He reminded the audience that Azure alone is now a $20 billion business growing at over 30%, with 70% margins.

“They could have grown even faster if they had more capacity,” Zona added, quoting Microsoft’s CFO.

KKR’s Boyeaux reinforced the point from the operator's perspective. “We own five data centre businesses globally,” he said. “And we haven’t seen any pullback in demand from large customers.” He listed three drivers: falling unit costs, increasing overall AI usage, geopolitical momentum behind US-built tech infrastructure, and the basic reality of constrained supply.

“Space and power are still scarce,” he said. “If you have them, you contract out fast.”

Hill sounded a note of strategic caution, not bearishness, but awareness of sector history.

“We’ve seen overbuilds in telecom before,” he warned. “You just want to make sure everyone’s building to demand, with anchor tenants and long-term contracts.”

Holder summed up the investment mindset from the big players: “Hyperscalers can’t afford to miss this wave. They’re all in.
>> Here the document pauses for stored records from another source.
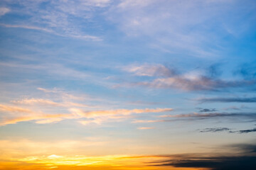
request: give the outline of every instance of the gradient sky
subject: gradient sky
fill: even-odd
[[[1,0],[0,80],[0,169],[256,167],[255,0]]]

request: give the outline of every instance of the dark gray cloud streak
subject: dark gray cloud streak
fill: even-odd
[[[250,98],[205,98],[198,100],[201,102],[235,102],[235,103],[255,103],[256,97]]]
[[[215,156],[205,156],[203,154],[186,155],[178,159],[170,159],[156,162],[155,166],[170,166],[180,168],[200,168],[211,170],[246,170],[256,169],[256,145],[241,144],[233,146],[241,152],[239,154],[226,156],[214,154]],[[208,154],[206,154],[208,155]],[[216,156],[217,155],[217,156]]]
[[[131,84],[132,86],[144,86],[156,89],[177,89],[183,91],[222,91],[228,88],[246,88],[255,84],[255,79],[240,80],[225,80],[220,79],[222,72],[218,65],[212,65],[205,74],[179,72],[165,66],[158,64],[140,66],[127,70],[135,75],[154,76],[153,80]]]
[[[217,110],[215,108],[203,108],[199,110],[199,112],[214,112],[214,111],[217,111]]]
[[[200,130],[200,132],[219,132],[223,131],[230,130],[230,128],[205,128],[203,130]]]
[[[248,130],[231,130],[231,129],[228,128],[205,128],[201,130],[200,132],[228,132],[229,133],[249,133],[249,132],[255,132],[256,128],[248,129]]]

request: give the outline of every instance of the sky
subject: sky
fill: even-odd
[[[256,167],[254,0],[1,0],[0,80],[0,169]]]

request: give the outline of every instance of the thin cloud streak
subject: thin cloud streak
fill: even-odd
[[[151,81],[128,84],[128,86],[142,86],[154,89],[176,89],[182,91],[219,91],[228,88],[253,86],[255,80],[224,80],[201,72],[188,72],[178,74],[178,71],[161,64],[128,66],[124,69],[136,76],[155,76]],[[163,77],[164,76],[164,77]]]
[[[198,100],[201,102],[223,102],[223,103],[255,103],[256,97],[248,98],[205,98]]]

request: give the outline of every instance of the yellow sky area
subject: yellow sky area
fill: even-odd
[[[108,155],[104,157],[74,156],[65,157],[52,154],[49,156],[28,157],[21,159],[1,160],[0,169],[85,169],[85,170],[166,170],[196,169],[175,168],[154,166],[170,157],[164,156],[127,156]]]
[[[104,155],[101,147],[107,146],[109,145],[107,142],[97,142],[93,139],[87,142],[55,142],[28,140],[0,140],[0,169],[181,169],[171,166],[164,168],[154,166],[157,163],[152,163],[171,159],[171,156],[137,154]],[[98,148],[102,155],[92,156],[91,153],[93,152],[87,149],[90,147],[94,147],[94,149]],[[81,149],[82,152],[80,151]],[[173,158],[176,159],[175,156]]]

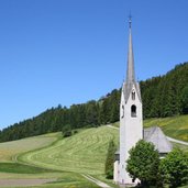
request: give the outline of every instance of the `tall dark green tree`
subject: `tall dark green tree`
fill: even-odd
[[[159,154],[152,143],[141,140],[131,148],[126,170],[134,180],[141,180],[142,187],[157,185],[158,166]]]
[[[106,159],[106,176],[108,179],[113,179],[113,163],[114,163],[114,153],[117,151],[113,140],[109,142],[107,159]]]

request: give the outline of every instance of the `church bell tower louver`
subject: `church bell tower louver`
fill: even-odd
[[[117,180],[119,184],[133,184],[126,172],[129,151],[143,139],[143,114],[140,85],[135,80],[134,54],[132,43],[132,20],[129,20],[129,51],[126,79],[122,86],[120,103],[120,161]]]

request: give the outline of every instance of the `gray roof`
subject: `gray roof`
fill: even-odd
[[[144,140],[153,143],[159,154],[172,152],[173,145],[167,140],[159,126],[144,129]],[[115,152],[115,155],[118,154],[120,154],[120,150]]]
[[[125,102],[130,97],[133,86],[136,89],[139,99],[141,101],[141,91],[139,82],[135,81],[135,70],[134,70],[134,54],[132,44],[132,32],[131,32],[131,21],[130,21],[130,35],[129,35],[129,49],[128,49],[128,67],[126,67],[126,81],[123,84],[123,92]]]
[[[173,148],[170,142],[158,126],[144,129],[144,140],[153,143],[161,154],[169,153]]]
[[[134,81],[135,81],[134,54],[133,54],[132,32],[131,32],[131,25],[130,25],[126,82],[134,82]]]

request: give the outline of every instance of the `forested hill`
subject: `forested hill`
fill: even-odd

And the sector benefits, regardless of who wins.”

Power constraints: A new battleground for competitive advantage

As AI drives demand for ever more data centre capacity, power availability is fast becoming one of the defining factors in digital infrastructure investment, determining where sites can go and when they can come online.
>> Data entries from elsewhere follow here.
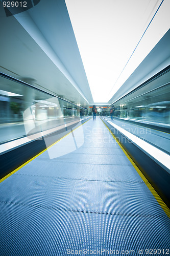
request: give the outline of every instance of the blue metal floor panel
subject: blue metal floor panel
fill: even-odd
[[[46,151],[1,183],[1,256],[168,251],[169,219],[134,166],[99,118],[83,127],[81,147]]]

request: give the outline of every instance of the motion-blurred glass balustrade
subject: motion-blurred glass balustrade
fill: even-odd
[[[91,115],[91,111],[85,108],[6,75],[0,75],[1,144],[24,137],[42,139],[63,129],[68,131],[70,125],[72,131],[80,126],[81,120]],[[69,138],[69,141],[74,140],[72,147],[70,146],[72,150],[82,143],[78,139],[84,138],[80,131],[80,128],[79,132],[74,132],[77,138]],[[45,140],[47,147],[51,142]],[[61,143],[60,148],[62,154]]]

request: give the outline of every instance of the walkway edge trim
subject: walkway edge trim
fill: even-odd
[[[129,160],[130,162],[132,163],[132,165],[134,166],[134,167],[136,169],[136,172],[138,173],[138,174],[140,176],[140,178],[142,179],[142,180],[144,181],[145,184],[147,185],[147,187],[148,187],[149,190],[151,191],[151,193],[154,196],[154,197],[155,197],[155,198],[156,199],[157,201],[158,202],[159,204],[160,205],[161,208],[163,209],[164,211],[165,212],[165,214],[166,214],[167,217],[170,218],[170,209],[168,208],[168,207],[167,206],[167,205],[164,202],[164,201],[162,200],[162,199],[161,198],[161,197],[159,196],[158,193],[156,191],[156,190],[153,188],[153,187],[152,186],[152,185],[148,181],[148,180],[147,180],[146,177],[143,175],[142,173],[139,169],[139,168],[137,167],[137,166],[135,163],[135,162],[133,161],[133,160],[130,157],[130,156],[129,155],[128,153],[126,151],[126,150],[122,146],[122,145],[121,145],[120,142],[117,139],[116,137],[112,133],[110,129],[108,127],[108,126],[106,124],[106,123],[103,121],[103,120],[101,118],[101,119],[102,120],[102,122],[105,124],[105,125],[106,126],[106,127],[108,129],[110,133],[112,135],[113,138],[115,140],[115,141],[116,141],[116,142],[117,143],[117,144],[118,144],[119,147],[121,148],[121,149],[124,152],[124,153],[125,154],[125,155],[127,156],[128,159]]]
[[[38,157],[38,156],[40,156],[40,155],[41,155],[41,154],[42,154],[43,153],[45,152],[45,151],[46,151],[46,150],[47,150],[48,148],[50,148],[52,146],[54,146],[54,145],[55,145],[55,144],[56,144],[57,142],[58,142],[59,141],[60,141],[60,140],[61,140],[62,139],[63,139],[65,137],[66,137],[67,135],[68,135],[69,134],[70,134],[71,133],[72,133],[72,132],[74,132],[74,131],[75,131],[76,129],[77,129],[78,128],[79,128],[79,127],[80,127],[81,125],[83,125],[83,124],[84,124],[86,122],[88,122],[88,121],[89,121],[91,119],[91,118],[90,118],[89,119],[87,120],[85,122],[84,122],[83,123],[82,123],[78,127],[77,127],[74,130],[73,130],[72,131],[71,131],[70,132],[69,132],[69,133],[68,133],[67,134],[66,134],[64,136],[63,136],[62,138],[61,138],[61,139],[59,139],[58,140],[57,140],[57,141],[56,141],[55,142],[54,142],[53,144],[52,144],[52,145],[51,145],[50,146],[49,146],[48,147],[46,147],[46,148],[45,148],[45,150],[43,150],[42,151],[41,151],[40,153],[38,153],[37,155],[36,155],[34,157],[32,157],[30,160],[28,160],[27,162],[26,162],[25,163],[24,163],[23,164],[22,164],[20,166],[18,167],[16,169],[15,169],[14,170],[13,170],[12,172],[11,172],[11,173],[7,174],[7,175],[6,175],[4,177],[2,178],[0,180],[0,183],[1,182],[2,182],[3,181],[4,181],[6,179],[7,179],[7,178],[9,177],[10,176],[11,176],[11,175],[12,175],[13,174],[14,174],[15,173],[16,173],[16,172],[17,172],[18,170],[19,170],[22,167],[23,167],[25,165],[26,165],[28,163],[29,163],[30,162],[31,162],[33,160],[35,159],[35,158],[36,158],[37,157]]]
While not yet a deal-breaker, access to power is beginning to shape both strategy and valuations.

Hill said power constraints aren’t slowing M&A; if anything, they’re adding a premium to well-positioned assets.

“If you’ve got power today, you’re sitting on a scarce resource,” he said. “That enhances M&A possibilities.”

Gallani highlighted a new trend: energy providers and data centre operators forming early-stage partnerships to secure behind-the-meter power solutions before tenants even come to the table.

“You can’t wait until you have a lease signed to start thinking about power,” he warned. “Developers are getting proactive and that’s going to be a competitive advantage going forward.”